A number of studies have reported correlation between various molecular markers, including expression level of PD-L1 in tumor and immune cells and IFN-γ gene expression signatures, and the clinical activity of CPIs, including durvalumab17,36. Experience with durvalumab in solid tumors showed that greater responses were observed in patients with PD-L1-positive tumors, with much lower rates of response in patients with PD-L1-negative tumors37. In addition, tumors that had an elevated IFN-γ 4-gene signature (IFN-γ, CD274, LAG3, and CXCL9) responded better to treatment28. In the study reported here, there was an increase of this signature on treatment in Arm C; there were insufficient data to draw conclusions in the other arms. Notably, the magnitude of the IFN-γ-based 4-gene signature at screening was not associated with treatment response to durvalumab combination therapy in RRMM.

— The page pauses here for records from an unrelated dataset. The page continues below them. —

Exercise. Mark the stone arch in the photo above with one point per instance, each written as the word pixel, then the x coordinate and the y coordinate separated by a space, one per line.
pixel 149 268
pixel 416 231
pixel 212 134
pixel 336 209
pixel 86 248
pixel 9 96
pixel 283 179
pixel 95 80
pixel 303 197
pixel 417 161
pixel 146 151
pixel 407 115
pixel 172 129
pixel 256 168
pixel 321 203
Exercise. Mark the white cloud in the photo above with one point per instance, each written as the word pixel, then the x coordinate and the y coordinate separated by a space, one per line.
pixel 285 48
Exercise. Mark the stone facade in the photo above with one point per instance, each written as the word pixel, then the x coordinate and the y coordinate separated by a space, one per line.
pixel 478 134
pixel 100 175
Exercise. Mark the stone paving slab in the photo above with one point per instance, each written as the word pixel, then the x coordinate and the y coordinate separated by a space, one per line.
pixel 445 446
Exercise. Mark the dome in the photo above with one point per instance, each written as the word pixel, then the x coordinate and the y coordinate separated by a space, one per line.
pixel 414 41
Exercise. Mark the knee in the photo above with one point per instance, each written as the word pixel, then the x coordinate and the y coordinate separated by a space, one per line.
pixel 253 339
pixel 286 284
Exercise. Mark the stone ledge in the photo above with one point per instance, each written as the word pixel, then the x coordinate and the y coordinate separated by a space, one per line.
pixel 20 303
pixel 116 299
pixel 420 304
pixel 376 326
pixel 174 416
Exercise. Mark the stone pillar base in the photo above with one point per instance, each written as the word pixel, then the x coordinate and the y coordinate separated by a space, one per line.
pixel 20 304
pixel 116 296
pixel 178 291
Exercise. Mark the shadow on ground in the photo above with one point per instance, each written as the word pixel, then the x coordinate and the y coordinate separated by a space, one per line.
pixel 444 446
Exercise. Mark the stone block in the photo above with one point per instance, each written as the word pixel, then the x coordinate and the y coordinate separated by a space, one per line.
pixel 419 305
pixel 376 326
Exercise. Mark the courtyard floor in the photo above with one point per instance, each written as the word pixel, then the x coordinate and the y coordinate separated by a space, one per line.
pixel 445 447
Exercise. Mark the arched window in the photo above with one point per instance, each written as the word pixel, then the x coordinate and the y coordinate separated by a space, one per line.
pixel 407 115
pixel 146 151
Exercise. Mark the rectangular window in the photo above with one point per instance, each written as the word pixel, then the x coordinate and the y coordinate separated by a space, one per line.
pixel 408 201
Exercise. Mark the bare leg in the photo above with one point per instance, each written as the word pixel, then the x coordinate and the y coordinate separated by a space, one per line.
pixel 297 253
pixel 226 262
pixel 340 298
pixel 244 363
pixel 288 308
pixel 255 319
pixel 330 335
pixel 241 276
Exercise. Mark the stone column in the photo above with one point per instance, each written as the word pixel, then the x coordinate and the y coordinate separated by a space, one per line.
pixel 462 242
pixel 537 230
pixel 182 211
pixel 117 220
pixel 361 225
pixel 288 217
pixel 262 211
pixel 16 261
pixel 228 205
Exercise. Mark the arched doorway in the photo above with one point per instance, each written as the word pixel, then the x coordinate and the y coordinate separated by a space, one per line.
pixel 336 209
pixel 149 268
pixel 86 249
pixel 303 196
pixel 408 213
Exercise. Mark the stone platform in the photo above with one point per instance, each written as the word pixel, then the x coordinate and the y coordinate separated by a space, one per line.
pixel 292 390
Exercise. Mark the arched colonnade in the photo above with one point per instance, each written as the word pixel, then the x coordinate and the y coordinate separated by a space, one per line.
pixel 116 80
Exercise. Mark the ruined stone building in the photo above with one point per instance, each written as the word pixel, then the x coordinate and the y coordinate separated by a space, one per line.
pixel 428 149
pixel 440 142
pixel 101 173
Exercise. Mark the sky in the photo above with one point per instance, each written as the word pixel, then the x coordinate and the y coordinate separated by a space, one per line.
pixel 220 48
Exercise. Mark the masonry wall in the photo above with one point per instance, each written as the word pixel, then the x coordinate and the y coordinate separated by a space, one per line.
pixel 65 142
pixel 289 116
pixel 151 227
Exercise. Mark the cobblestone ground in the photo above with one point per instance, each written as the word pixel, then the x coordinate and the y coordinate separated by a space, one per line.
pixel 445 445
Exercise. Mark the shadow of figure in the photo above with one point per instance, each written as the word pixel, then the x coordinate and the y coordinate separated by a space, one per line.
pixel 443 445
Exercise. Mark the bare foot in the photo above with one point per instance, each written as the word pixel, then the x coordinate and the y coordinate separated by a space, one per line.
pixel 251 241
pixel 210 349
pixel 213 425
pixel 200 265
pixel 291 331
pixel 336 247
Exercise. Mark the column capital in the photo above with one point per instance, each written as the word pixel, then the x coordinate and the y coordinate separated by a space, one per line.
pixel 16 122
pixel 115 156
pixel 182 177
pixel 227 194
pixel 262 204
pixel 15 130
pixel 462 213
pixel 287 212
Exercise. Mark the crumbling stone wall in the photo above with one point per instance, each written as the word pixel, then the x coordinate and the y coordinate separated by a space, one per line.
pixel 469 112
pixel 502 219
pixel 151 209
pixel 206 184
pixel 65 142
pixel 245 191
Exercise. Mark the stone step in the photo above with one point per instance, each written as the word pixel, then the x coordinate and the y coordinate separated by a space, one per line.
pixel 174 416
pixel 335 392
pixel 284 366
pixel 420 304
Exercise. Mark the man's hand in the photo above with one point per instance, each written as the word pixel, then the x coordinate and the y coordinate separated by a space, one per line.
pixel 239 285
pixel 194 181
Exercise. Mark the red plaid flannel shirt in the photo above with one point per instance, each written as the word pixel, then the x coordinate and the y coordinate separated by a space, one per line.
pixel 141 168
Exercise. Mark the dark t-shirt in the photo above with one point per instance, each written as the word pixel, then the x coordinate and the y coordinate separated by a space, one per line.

Pomalidomide has shown efficacy in combination with dexamethasone for patients with RRMM who experienced relapse on prior lenalidomide and bortezomib38,39. Here, in the triplet regimen arm, the IFN-γ 4-gene signature was significantly upregulated in both responder and nonresponder populations following treatment. The changes in gene signatures observed during treatment with pomalidomide resembled those that have been observed with IMiD agent treatment alone in other hematologic malignancies, and are indicative of the strong immunomodulatory effects of IMiD agents40. As a result, this study provided us with additional insight into the mechanism of action of IMiD agents in the MM tumor microenvironment. Pomalidomide also had a clear immunostimulatory effect, increasing cycling T-cell and NK-cell populations (including Treg, helper T-cell, effector memory cell, and central memory cell subsets), dendritic cells, monocytes, and macrophages, as well as an IFN-γ signature, similar to previous studies with other IMiD agents41,42,43,44,45. The addition of pomalidomide likely increased the expression of these genes, owing to increased T-cell activation in these samples. This is consistent with our earlier work that observed increased activated CD4 + and CD8 + T cells in bone marrow in patients treated with pomalidomide compared with treatment-naive patients46. Because all arms in this study included durvalumab, it was not possible to determine whether its addition to pomalidomide had any differential effect.

TCR beta chain sequencing of bone marrow samples showed that there was an overall expansion in T-cell clonality in patients receiving treatment. Furthermore, responders had more individual clonal expansion than nonresponders. While this is consistent with observations in patients with solid tumors treated with checkpoint inhibitors47, it is not clear whether this was due to durvalumab since all patients in the study were treated with the drug. The combination of durvalumab and pomalidomide induced significant inflammatory changes in the blood and bone marrow, whereas there was little evidence for immunostimulatory activity with durvalumab monotherapy. The apparent lack of immunomodulation with durvalumab when given in combination with pomalidomide in MM may further explain the limited clinical efficacy of these agents in this setting.

A more complete understanding of the clinical benefit of immuno-oncology agents in this setting due to enhanced immune cell competency will inform optimal therapeutic sequencing and use of rational combination regimens. An understanding of the interplay of the distinct mechanisms of cereblon E3 ligase modulators, chimeric antigen receptor T cells, and T-cell engagers will be key to development of the next generation of combination therapies for RRMM.